These conventions, at the time meant to extol the virtues of these institutions, serve as a reminder of the vanities of the social reform movement.

At the same time, however, it is difficult not to be mesmerized by the many arrangements of the starched white rectangles, repeated again and again.

The most captivating photographs, however, do not neglect the human factor. In “Garabaldi Home Library”—taken by an anonymous photographer around the time of the founding of the Social Museum—we are privy to a group of “Italian boys of the North End.”

“Most of them work, and they meet in the evening,” we learn from typewritten text below the image. More children than there are chairs form a circle in the small library around a boy playing ring-toss.

While a man hollers behind the kids, the boy lets one ring loose just as the last ring he threw loops down and around the intended pole, a moment of serendipity amidst a controlled chaos.

“In The Neighborhood,” a photograph of the Francis E. Clark Settlement in Chicago, again unattributed and dated to circa 1903, is one of the most detail-rich prints in the show. An alleyway separates two apartment buildings.

Painted advertisements for appliances and liquor cover one wall, and theatre posters line the fence between the two buildings.
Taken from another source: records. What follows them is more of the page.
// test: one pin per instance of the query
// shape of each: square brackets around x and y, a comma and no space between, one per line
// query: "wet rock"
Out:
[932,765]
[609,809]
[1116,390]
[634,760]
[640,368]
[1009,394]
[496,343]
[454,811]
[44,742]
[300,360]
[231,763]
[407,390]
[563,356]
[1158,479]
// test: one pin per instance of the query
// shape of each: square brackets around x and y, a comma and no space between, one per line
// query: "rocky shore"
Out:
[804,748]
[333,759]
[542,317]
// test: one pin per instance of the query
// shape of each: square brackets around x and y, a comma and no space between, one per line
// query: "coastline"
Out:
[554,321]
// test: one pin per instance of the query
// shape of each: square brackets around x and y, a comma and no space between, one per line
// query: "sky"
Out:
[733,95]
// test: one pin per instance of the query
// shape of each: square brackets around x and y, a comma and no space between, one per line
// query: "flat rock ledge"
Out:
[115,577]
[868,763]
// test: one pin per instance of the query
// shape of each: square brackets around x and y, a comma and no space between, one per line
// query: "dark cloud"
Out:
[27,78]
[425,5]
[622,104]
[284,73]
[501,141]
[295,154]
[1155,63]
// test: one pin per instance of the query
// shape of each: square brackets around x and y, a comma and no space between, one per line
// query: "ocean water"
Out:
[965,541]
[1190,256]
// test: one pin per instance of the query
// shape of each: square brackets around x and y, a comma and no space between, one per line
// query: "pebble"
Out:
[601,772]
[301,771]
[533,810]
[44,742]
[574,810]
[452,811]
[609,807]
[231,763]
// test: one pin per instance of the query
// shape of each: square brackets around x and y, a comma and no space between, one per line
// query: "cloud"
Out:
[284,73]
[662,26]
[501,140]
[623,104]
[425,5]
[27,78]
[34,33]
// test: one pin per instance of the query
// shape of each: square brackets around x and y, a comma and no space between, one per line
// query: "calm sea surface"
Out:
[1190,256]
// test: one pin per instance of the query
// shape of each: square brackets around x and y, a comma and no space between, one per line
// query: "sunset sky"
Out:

An English-Italian bilingual sign announces a grocery store below the other building. A black man stands in front of the theatre posters with a shovel and a white man sits beside him, while a woman and child look out a top-floor balcony.

The great depth of field, which brings even the debris at the rear of the alley into focus, accentuates these details, which seem all too appropriate to describe the “melting pot” aesthetic of these social settlements of the early 1900s.

SOCIAL STUDIES

The original Social Museum attempted to order this cacophony into digestible educational panels. The panels were so numerous that the ‘new’ Social Museum at the Sackler, on display through April 22, includes only a fraction (120 out of more than 3,000) of the originals.

With this selection, however, the curators have been exceedingly timid. Fred Wilson’s groundbreaking “Mining the Museum” exhibition at the Maryland Historical Society in 1992 greatly expanded the possible approaches to exhibiting a museum within a museum.

However, the curators of “Classified Documents,” though they have included some provocative wall texts and some interesting non-photographic panels, seem to have tended away from Wilson’s daring reexamination of museum rhetoric.

Rather, despite the pizzazz the colorful walls suggest, the curators have presented the Social Museum quite plainly and un-critically, relying on the patterns, details, and idiosyncrasies of the individual photographs to carry the show. For some people, this may be enough, but others may feel either underwhelmed or unchallenged. No one, however, will be fooled by the paint.